Although Liam O’Hara had not mentioned elk, this extraordinary spectacle was similar to another of a far more threatening nature, involving wolves and coyotes, which had frightened the billionaire and his family into departing the ranch.

A pickup or an SUV appeared in the distance, and at the sound of the engine, the herds moved faster and converged on the vehicle.

A white Ford Explorer. The driver slowed to a stop. After a hesitation, the SUV advanced slowly.

The elk surrounded the Ford and accompanied it as if they were an honor guard, as if the occupant were a royal personage to whom they had sworn an oath of fealty.

34

Asher Optime is living his manifesto, casting no shadow as he walks behind the boy at high noon.

Dr. Fielding, the self-important historian, lies dead in the street, a fitting end for him.

“History,” Asher tells the wretched boy, “is one of the instruments with which humankind deceive themselves into believing the story of their species is of consequence, a long and noble march during which they supposedly acquire ever more knowledge, leading to enlightenment, truth, transcendence. In fact, though they remember what they learn, they forget the meaning of it. Every period of enlightenment is followed by a new and more efficient barbarism. They preach the necessity of truth even as they flee from it.
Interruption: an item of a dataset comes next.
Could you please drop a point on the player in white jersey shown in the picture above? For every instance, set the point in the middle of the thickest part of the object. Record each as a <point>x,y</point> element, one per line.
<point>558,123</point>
Some believe in immortality through technology, while others believe in the transcendence of the spirit. They cling to their faith on the way to death and the void, while fouling the world in their passing. The past is a lie, and the future is only the past that hasn’t yet happened. Your father, the historian, was a prince of liars. In a few days, in this church of the dead, in the rising stench of rotting flesh, as you become dehydrated for lack of water, you’ll grow restless and dizzy, endure excruciating abdominal cramps. And you’ll come to see all the ways that he lied to you. When you’ve lost all hope, when you’re ready to curse his name and piss on that picture of your parents, then I’ll relieve your suffering.”